Charlie Hunnam has had an enviable career thus far, achieving success on screens both big and small. The English actor is familiar to film fans through his appearances in such hits as Children of Men and Pacific Rim, but he's undoubtedly best-known for his lead role on the FX drama series Sons of Anarchy, which ran for seven seasons from 2008-2014. Hunnam brought a great deal of likability to the morally questionable character of Jackson "Jax" Teller, the Vice President (and, eventually, President) of the Sons of Anarchy Motorcycle Club's Redwood Original charter, or SAMCRO if you're into the whole brevity thing. He's undeniably talented, possessed of classic movie star good looks, and one glance at his extensive body of work will tell you that he's among the hardest-working actors out there even though true big-screen blockbuster success has so far managed to stubbornly elude him.

It's certainly not that the star doesn't have blockbuster ambitions. As far back as 2009, Hunnam reported to IGN that he was up for the lead role in Marvel Studios' Thor (which, of course, eventually ended up going to Chris Hemsworth), and that he'd even been considered seriously enough to have performed a screen test. More recently, Hunnam told People in 2020 that he would be "flattered" to take over the role of James Bond from Daniel Craig, although he's not holding his breath. "My intuition tells me that I shouldn't be waiting for that phone call to come," he said. "I think there are many people ahead of me on that list."

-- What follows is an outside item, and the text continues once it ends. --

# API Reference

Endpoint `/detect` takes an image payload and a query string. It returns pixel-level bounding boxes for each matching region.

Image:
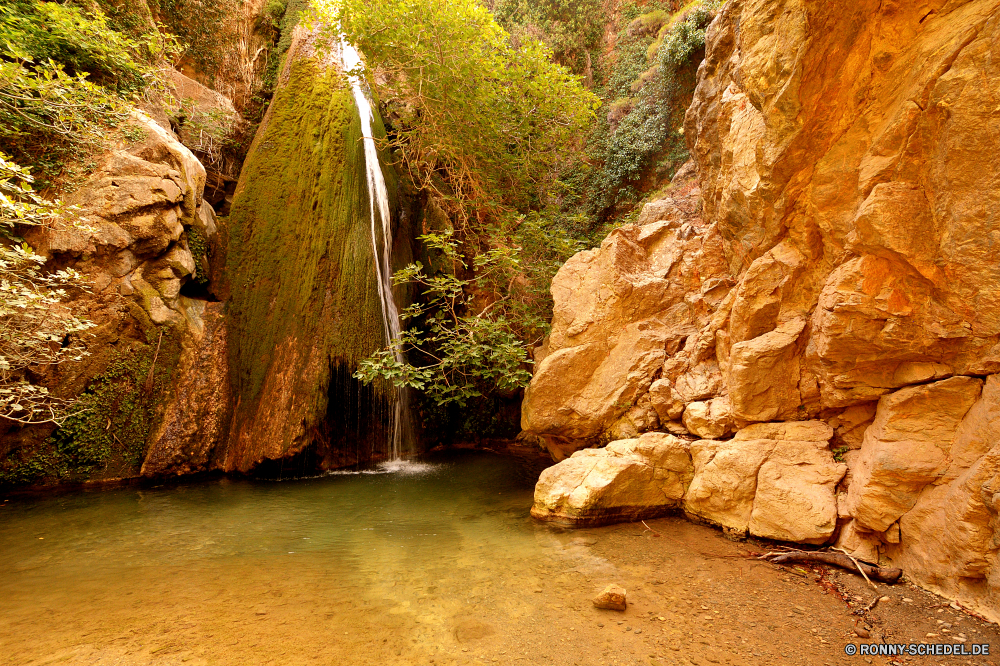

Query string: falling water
[340,38,407,460]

Hunnam, unfortunately, has reason to be pessimistic. Perhaps his best shot yet at anchoring a blockbuster franchise came in 2017, in a picture that might have begun a six-film franchise had it not flopped hard enough to startle birds out of trees. Unsurprisingly, it's the one that the actor wishes he could get a mulligan on.

Charlie Hunnam would like another shot at King Arthur: Legend of the Sword

Guy Ritchie's King Arthur: Legend of the Sword is just one in a long series of mostly futile attempts to spin box office gold from Arthurian legends. During a 2020 chat with Andy Cohen on his SiriusXM Radio show, Hunnam wished for a time machine so that he and Ritchie could make the movie they had wanted to make. "I'd like to go back (and redo) King Arthur, because there's a lot of things (that) went wrong during that, and a lot of things that were out of our control," Hunnam said. "I just don't think we ended up matching the aspiration, and we just ... didn't quite make the movie we wanted."

Hunnam went on to lament the franchise that could have been if not for the film's failure, saying that he was "captivated by the Arthurian legends" and that the filmmakers had "really missed an opportunity to tell a long-form story." When asked if there was any particular thing that went wrong with the production, though, Hunnam offered an intriguing response: "There was a piece of miscasting that ended up crippling the central storyline, that's actually not in the film anymore," he said.

Charlie Hunnam's remarks line up with reports about King Arthur's production problems

While it's not entirely clear to whom Hunnam was referring, we can field a pretty good guess based on reports from the set that leaked during King Arthur's production. The flick was delayed three times before its eventual release (via Screen Rant), and while at least one of those delays was chalked up to a series of disastrous test screenings, it was also reported that a heavy re-jiggering of the story was necessary due to the fact that Ritchie was so disappointed with the performance of a major cast member that her performance was cut from the film almost entirely.

That cast member, according to Female First, was Annabelle Wallis, who portrayed Maid Maggie in the film and is perhaps best-known for her role as Grace Burgess on the BBC series Peaky Blinders. Reportedly, the character, who it should be noted still appears in the finished cut of the film, was originally supposed to feature much more heavily, and Ritchie's decision to excise nearly all of her scenes presented problems that resulted in the flick's story being much more muddled and confusing than it might have otherwise been. 

Indeed, Ritchie has said that his first cut of the film was over three hours long (via Den of Geek), and with the final cut clocking in at just over two hours, it's easy to imagine that the movie — upon which critics lavished descriptors like "messy [and] garbled" and "incomprehensible" — might have fared a bit better if some of that cut material had remained. Whatever the case, King Arthur: Legend of the Sword was a great-looking film, and Hunnam acquitted himself nicely. Unfortunately, with adaptations of the legend not exactly having proven themselves at the box office, the star is unlikely to get his do-over.